PRÓLOGO
Isobel
Mi habitación es la más pequeña del castillo, pero tiene un hermoso balcón en el que puedo plantar todo tipo de flores, excepto rosas Príncipe negro. La leyenda del Príncipe negro cuenta que un hombre trepó hasta el balcón de la princesa que amaba y plantó para ella rosas color rojo sangre. Mi hermano ha enviado a nuestro mensajero a Teruel a buscarme rosas o semillas de ese tipo de flores, pero cuando estas llegan a Bitania están marchitas y las semillas se niegan a crecer en nuestra tierra. Aún así, me quedan las leyendas.
Me gusta leer historias. Sobre todo novelas románticas. Mi madre dice que ese es un rasgo de mujeres insulsas, pero nadie en el reino es más insulso que ella, por lo que no hay de qué preocuparse.

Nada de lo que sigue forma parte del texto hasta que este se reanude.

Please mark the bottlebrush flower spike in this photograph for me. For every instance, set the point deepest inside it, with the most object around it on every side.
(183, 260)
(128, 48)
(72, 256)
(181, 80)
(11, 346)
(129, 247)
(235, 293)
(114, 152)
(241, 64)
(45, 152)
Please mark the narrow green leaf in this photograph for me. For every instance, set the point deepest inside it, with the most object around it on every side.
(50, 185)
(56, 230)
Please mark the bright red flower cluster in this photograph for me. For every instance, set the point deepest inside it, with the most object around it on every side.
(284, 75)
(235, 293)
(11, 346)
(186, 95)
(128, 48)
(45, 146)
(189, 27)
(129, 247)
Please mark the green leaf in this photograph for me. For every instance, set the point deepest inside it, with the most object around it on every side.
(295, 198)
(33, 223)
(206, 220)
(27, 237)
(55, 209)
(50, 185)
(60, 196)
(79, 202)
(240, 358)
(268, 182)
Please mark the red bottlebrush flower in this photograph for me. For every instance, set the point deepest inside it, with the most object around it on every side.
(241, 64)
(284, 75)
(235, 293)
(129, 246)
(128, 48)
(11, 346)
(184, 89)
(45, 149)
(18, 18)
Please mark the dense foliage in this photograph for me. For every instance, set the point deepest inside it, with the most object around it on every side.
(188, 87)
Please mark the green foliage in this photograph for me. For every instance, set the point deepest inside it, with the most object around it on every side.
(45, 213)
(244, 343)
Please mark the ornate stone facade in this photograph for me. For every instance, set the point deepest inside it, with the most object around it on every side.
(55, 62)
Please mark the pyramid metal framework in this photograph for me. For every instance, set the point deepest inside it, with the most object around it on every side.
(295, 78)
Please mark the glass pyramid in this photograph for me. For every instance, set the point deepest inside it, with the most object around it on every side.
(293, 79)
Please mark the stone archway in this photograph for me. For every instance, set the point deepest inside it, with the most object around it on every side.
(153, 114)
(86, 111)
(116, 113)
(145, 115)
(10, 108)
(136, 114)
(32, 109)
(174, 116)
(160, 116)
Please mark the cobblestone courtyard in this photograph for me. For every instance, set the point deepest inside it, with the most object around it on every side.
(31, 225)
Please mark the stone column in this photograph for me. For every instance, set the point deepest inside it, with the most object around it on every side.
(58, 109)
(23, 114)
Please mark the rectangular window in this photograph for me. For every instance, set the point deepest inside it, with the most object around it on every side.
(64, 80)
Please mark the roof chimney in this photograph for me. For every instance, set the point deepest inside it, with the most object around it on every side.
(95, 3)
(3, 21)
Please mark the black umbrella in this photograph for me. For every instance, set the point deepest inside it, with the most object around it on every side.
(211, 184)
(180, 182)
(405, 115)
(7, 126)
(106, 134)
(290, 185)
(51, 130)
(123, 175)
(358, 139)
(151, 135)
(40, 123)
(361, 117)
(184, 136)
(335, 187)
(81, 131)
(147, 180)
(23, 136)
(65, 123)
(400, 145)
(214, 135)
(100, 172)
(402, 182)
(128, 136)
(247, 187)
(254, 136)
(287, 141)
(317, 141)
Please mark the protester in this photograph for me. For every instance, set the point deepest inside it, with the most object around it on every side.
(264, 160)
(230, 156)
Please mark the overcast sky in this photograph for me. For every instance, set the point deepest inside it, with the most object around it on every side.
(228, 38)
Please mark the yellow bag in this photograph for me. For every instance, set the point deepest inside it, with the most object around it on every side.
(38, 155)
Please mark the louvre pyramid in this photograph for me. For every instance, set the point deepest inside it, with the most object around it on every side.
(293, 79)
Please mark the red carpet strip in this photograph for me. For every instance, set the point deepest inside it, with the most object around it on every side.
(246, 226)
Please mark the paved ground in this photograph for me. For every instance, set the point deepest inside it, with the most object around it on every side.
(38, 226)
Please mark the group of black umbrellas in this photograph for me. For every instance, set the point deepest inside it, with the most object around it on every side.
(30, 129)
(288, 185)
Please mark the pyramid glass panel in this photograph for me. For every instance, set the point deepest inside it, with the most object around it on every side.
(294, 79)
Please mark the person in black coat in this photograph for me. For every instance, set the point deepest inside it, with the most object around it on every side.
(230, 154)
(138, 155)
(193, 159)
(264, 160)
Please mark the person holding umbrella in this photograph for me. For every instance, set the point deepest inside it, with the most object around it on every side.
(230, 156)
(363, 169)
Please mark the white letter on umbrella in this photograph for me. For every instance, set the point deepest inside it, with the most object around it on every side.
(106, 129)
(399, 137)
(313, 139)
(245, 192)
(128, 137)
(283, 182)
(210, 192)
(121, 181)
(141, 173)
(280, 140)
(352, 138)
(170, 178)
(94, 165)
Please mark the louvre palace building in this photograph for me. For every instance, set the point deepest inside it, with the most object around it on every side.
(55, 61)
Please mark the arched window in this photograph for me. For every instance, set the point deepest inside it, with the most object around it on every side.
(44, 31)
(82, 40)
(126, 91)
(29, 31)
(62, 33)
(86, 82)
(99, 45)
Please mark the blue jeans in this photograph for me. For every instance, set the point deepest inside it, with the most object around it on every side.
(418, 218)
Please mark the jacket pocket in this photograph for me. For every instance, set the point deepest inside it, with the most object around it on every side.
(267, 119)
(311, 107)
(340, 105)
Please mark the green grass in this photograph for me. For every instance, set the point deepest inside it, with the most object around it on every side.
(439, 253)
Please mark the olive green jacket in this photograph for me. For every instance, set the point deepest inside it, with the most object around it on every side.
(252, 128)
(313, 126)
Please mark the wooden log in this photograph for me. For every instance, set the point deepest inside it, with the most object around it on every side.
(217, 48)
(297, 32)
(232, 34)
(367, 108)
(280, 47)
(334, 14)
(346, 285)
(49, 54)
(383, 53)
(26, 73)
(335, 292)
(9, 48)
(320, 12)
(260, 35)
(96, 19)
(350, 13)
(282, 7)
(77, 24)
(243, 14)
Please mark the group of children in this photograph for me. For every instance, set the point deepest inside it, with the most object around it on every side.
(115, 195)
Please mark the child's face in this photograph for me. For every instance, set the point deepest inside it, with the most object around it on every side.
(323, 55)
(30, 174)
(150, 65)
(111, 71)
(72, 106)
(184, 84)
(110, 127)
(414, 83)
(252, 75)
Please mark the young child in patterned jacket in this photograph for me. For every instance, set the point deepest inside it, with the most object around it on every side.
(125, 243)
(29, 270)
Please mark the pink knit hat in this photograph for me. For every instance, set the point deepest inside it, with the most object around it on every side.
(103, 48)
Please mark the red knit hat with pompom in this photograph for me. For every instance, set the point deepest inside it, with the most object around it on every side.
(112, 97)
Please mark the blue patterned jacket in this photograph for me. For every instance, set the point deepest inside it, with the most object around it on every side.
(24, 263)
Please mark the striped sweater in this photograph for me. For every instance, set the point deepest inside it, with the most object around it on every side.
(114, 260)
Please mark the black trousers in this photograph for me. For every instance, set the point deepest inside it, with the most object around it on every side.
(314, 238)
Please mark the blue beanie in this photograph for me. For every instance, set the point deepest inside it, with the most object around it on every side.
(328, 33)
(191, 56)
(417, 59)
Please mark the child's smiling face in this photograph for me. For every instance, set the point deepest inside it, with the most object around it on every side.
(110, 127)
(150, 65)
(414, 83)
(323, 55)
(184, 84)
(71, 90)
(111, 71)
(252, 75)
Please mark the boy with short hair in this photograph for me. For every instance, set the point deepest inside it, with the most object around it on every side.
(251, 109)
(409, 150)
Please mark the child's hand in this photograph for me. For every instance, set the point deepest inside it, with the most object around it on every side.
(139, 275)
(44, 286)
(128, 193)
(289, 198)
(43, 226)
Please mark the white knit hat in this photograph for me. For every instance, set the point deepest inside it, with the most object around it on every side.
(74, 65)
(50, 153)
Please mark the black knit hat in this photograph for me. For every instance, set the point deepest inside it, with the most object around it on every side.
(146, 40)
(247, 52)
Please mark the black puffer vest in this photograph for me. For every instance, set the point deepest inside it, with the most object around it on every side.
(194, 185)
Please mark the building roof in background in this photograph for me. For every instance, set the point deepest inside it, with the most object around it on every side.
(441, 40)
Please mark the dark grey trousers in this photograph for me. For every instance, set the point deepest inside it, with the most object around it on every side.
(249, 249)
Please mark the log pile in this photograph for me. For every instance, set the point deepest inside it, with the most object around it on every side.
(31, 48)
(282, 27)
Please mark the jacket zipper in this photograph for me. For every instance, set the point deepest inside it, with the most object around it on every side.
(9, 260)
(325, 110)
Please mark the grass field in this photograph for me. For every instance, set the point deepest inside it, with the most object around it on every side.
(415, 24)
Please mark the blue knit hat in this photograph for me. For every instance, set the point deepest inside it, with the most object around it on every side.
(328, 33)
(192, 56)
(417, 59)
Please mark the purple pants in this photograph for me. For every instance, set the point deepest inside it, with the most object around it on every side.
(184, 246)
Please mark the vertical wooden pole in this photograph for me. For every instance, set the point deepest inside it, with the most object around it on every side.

Mi habitación es la más pequeña del castillo, suelo recordarme incansablemente, porque estoy consciente de que esto es así porque soy quien menos importancia tiene entre los miembros de la familia real. Pero miro el lado positivo, únicamente necesito espacio para una cama, un baúl, una cómoda y una pequeña biblioteca. Aunque este lugar sería perfecto si pudiera lograr que en mi balcón crezcan Príncipes negros, o recibir la visita de uno amable y sincero.
A medio día recibo otra carta. Las he recibido todos los días de manos de la misma sirvienta desde hace ya una semana. Ella me las entrega apenada.
—¿Aún no sospechas quién me las envía? —le pregunto.
—No, Alteza —niega, tímida. Sé que no está mintiendo—. El remitente las sigue dejando bajo mi puerta cuando yo todavía duermo.
Aunque dudo acepto la carta.
—Gracias, Helen. Puedes retirarte.
Helen sale de mi habitación después de despedirse con una reverencia. No me gusta que las personas se inclinen ante mí, pero impedírselos nos causaría problemas con la reina.
Soy heredera al trono de Bitania, un reino parte de la Gran Mancomunidad y que se destaca entre los demás por hacer de la justicia un espectáculo público, sirviéndose para esto de la Rota: un anfiteatro con aforo para veinticinco mil personas, en el que, con entretenimiento de tipo circense, se ejecuta a los traidores del reino. Esto se hace llamar Reginam. Aunque cabe mencionar que no estoy de acuerdo con esto. Aunque también cabe mencionar que muchos tampoco están de acuerdo con esto. Pero es aún mucho más importante mencionar que a mi madre, la reina Eleanor, no le importa que estemos en contra de sus métodos de castigo.
¡Hay que proteger a la reina de los traidores!, se justifican ella y el obispo.
Observo la carta. No es una carta cualquiera, cavilo, sosteniéndola entre mis delgados dedos. Es la misma letra sencilla y grácil de las cartas anteriores, y también es el mismo tipo de papel. Sin embargo, es especial. Quien la escribió se tomó su tiempo para merecer mi atención.
Sin más que indagar, rompo el sello que protege la confidencialidad de la postal y la extiendo para leerla.
Mi estimada princesa,
Una vez más soy siervo de la senda que imprudentemente recorren mis sentimientos y, ansioso por acortar nuestra distancia, me atreví a enviarte otra carta. Soy tu vasallo, Isobel. Y aunque no ocurro en el oficio de la poesía, tu candil me guía.
Las horas del día son eternas hasta que puedo encontrarme contigo una vez más. Es más calma la noche que, como buena aliada y amiga, me permite mirarte en sueños.
Hay tanto que quisiera escribirte, Isobel... Pero insisto en que sólo soy un vasallo y ante los ojos del juzgador no doy la talla. Soy un siervo. No te merezco... pero te quiero. Te quiero y por eso te pido que no sientas miedo.